Sunday, March 21, 2010

Have Hope, You Shall Be Healed


By Anil Amar

Hope entices us with a promise that sustains when all else is gone. It's inherent and innate, and generates courage to continue on a path we cannot see. Nurturing hope in our hearts reminds us, that things can and will get better. Hope unlocks the stranglehold of fear, frustration and uncertainty.

Dr Henry Viscardi was born without legs. He spent his first seven years as a charity patient in a hospital. He struggled as a severely crippled child and as a horribly deformed young man. The world was unkind, heaping challenges upon him — a legless man in a body 3 feet 8 inches tall! He survived because he refused to succumb to hopelessness. He held strongly onto his belief that all life must have a purpose — and that at the right time, his would be revealed.

At age 27, he got fitted with artificial legs. Suddenly a whole new world opened to him — his life was transformed. He began helping disabled veterans at a hospital during the World War II.

He married the woman of his dreams, and together they had four daughters. Dr Viscardi founded the Long Island Human Resources Centre for the Disabled. He transformed adversity into opportunity, teaching thousands of physically challenged people to have faith and belief — in themselves and in their potential.

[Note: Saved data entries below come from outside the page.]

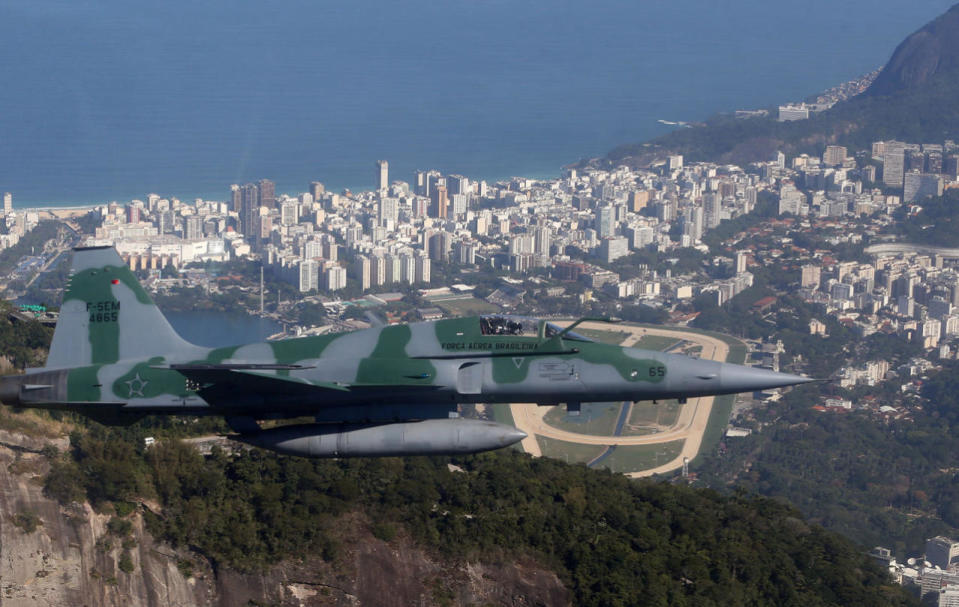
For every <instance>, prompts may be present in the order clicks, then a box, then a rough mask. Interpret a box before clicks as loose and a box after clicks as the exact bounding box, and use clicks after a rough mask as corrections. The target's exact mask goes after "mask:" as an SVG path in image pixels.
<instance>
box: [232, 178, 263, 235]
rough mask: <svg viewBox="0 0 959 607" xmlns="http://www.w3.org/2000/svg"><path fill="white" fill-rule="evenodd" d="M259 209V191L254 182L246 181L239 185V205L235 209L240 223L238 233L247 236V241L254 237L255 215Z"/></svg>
mask: <svg viewBox="0 0 959 607" xmlns="http://www.w3.org/2000/svg"><path fill="white" fill-rule="evenodd" d="M259 209H260V193H259V189H258V188H257V187H256V184H253V183H248V184H246V185H243V186H240V206H239V208H238V209H237V214H238V215H239V223H240V233H241V234H243V235H244V236H246V237H247V241H248V242H249V241H250V240H252V239H253V238H254V237H255V230H256V228H257V225H256V223H255V221H256V216H257V215H258V214H259Z"/></svg>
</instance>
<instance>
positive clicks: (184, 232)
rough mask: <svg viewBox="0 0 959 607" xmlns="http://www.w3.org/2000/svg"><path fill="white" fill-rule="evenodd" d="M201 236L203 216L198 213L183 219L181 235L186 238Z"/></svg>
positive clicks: (196, 237) (193, 239)
mask: <svg viewBox="0 0 959 607" xmlns="http://www.w3.org/2000/svg"><path fill="white" fill-rule="evenodd" d="M202 236H203V218H202V217H200V216H199V215H190V216H189V217H187V218H186V219H185V220H183V237H184V238H186V239H187V240H197V239H199V238H202Z"/></svg>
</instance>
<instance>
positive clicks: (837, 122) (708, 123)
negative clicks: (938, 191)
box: [606, 6, 959, 164]
mask: <svg viewBox="0 0 959 607" xmlns="http://www.w3.org/2000/svg"><path fill="white" fill-rule="evenodd" d="M957 40H959V6H955V7H953V8H951V9H950V10H949V11H948V12H947V13H945V14H944V15H942V16H941V17H939V18H938V19H936V20H934V21H933V22H931V23H930V24H928V25H926V26H925V27H923V28H922V29H920V30H919V31H918V32H916V33H914V34H912V35H911V36H909V37H908V38H907V39H906V40H905V41H903V43H902V44H900V46H899V48H897V49H896V52H895V53H894V54H893V56H892V58H891V59H890V60H889V63H888V64H887V65H886V67H885V68H883V70H882V71H881V72H880V74H879V76H878V77H877V78H876V81H875V82H874V83H873V85H872V86H871V87H870V88H869V89H868V90H867V91H866V92H865V93H863V94H861V95H858V96H856V97H853V98H852V99H849V100H847V101H844V102H840V103H837V104H836V105H835V106H833V107H832V108H830V109H829V110H827V111H825V112H822V113H820V114H816V115H813V116H811V117H810V118H809V119H808V120H799V121H794V122H778V121H777V120H776V111H775V108H772V109H771V111H770V116H769V117H765V118H749V119H737V118H735V117H733V116H731V115H721V116H716V117H714V118H712V119H710V120H709V121H708V122H707V124H706V126H704V127H696V128H689V129H679V130H676V131H674V132H672V133H668V134H666V135H664V136H662V137H660V138H658V139H654V140H653V141H651V142H649V143H646V144H630V145H623V146H620V147H618V148H616V149H614V150H612V151H611V152H610V153H609V155H608V156H607V158H606V160H607V161H608V162H609V163H611V164H620V163H637V164H642V163H643V162H644V161H646V160H649V159H650V158H652V157H653V156H659V157H662V156H663V155H664V154H665V153H667V152H670V153H679V154H683V155H684V156H686V157H687V158H688V159H689V160H694V161H703V160H708V161H713V162H728V163H734V164H748V163H749V162H755V161H762V160H769V159H771V157H772V155H773V154H775V152H776V151H777V150H780V151H783V152H785V153H787V154H790V155H792V154H800V153H809V154H817V155H818V154H821V153H822V151H823V149H824V148H825V146H826V145H832V144H836V145H845V146H848V147H850V148H851V149H853V150H862V149H869V146H870V144H871V143H872V142H873V141H881V140H886V139H898V140H902V141H909V142H916V143H929V142H935V143H941V142H942V141H944V140H945V139H954V138H956V137H957V136H959V106H957V105H956V103H955V99H956V98H957V96H959V43H957V42H956V41H957Z"/></svg>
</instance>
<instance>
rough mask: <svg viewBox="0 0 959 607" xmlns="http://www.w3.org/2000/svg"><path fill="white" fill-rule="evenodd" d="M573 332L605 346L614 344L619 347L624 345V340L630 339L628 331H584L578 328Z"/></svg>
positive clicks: (615, 330) (573, 330) (605, 330)
mask: <svg viewBox="0 0 959 607" xmlns="http://www.w3.org/2000/svg"><path fill="white" fill-rule="evenodd" d="M573 332H575V333H579V334H580V335H582V336H583V337H588V338H590V339H595V340H596V341H599V342H602V343H604V344H613V345H614V346H618V345H619V344H621V343H623V340H624V339H626V338H627V337H629V333H627V332H626V331H616V330H607V329H583V328H580V327H576V328H575V329H573Z"/></svg>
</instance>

In a speech he said, "Hope is a duty, not a luxury. To hope is not to dream - but to turn dreams into reality. Blessed are those who dream dreams, and are willing to pay the price to make them come true. As for me, I do not choose to be a common man. It is my right to be uncommon. I seek opportunity, not security. I want to dream and to build, to fall and to succeed. It is my heritage to stand erect, proud and unafraid to think and act for myself. I have a wish for you. I suppose the conventional thing for me to do, would be to wish you success and happiness for the rest of your lives. But success and happiness, as the world measures it, is too easy. I wish you meaning — for all the remaining years of your life."

Life isn't easy — there are no guarantees. It is a series of challenges, some bigger than others, all of which we must face. Seemingly unconquerable at times, obstacles are often just detours we have to take, to meet our ultimate goals. No matter what adversity we face, we must believe it is conquerable, and that we will emerge stronger because of it.

As a child, Suzy could not learn to read and write. Doctors said she was retarded. Growing up, she became unmanageable, and was sentenced to two years in a reformatory. She worked hard to overcome her inabilities for 15 hours a day. Her huge efforts paid off when she earned her high school diploma. She emerged from the reformatory a changed person with dreams. But misfortune lay in wait as she suffered a stroke, resulting in erasing her ability to read and write. She was financially untenable. To make matters worse, she became pregnant without benefit of marriage. With help and support from her father, Suzy fought back from the depths of her tortured life.

In order to proceed with her life, she reasoned that, despite her unfortunate situation, she was still the person she had always been; that her life wasn't over - it had just become different. She noticed that many couldn't see beyond their adversity-shattered lives, and see that their futures were still bright. She wondered why people allowed their existing realities to obscure their possibilities. The ability to re-look at and re-create goals is a matter of faith and hope — involving self-worth, the ability to adjust to life's many changes, and finding fresh ways to tackle problems. It's based on self-respect and knowledge that one's past experiences have helped make us the unique person we are.

She started taking courses at a community college. On completion, she applied to and was accepted by the State Medical School to study medicine. Suzy became a doctor — healing others — an eloquent testimony to her faith, hope, self-belief and perseverance. Hope and faith go hand in hand. Have you ever been at the end of your rope with nothing to hold onto - but hope? If you didn't have faith, you'd have crashed to the ground. Hope gives us the courage to hang on, while faith gives us the belief that if we can hang on with hope, help will come. To make hope come home to roost, we need to find that faith inside us — which tells us where hope is.

1 comment:

  1. Hope gives us the courage to hang on, while faith gives us the belief that if we can hang on with hope, help will come. To make hope come home to roost, we need to find that faith inside us — which tells us where hope is.

    I sooooo agree with these lines!!!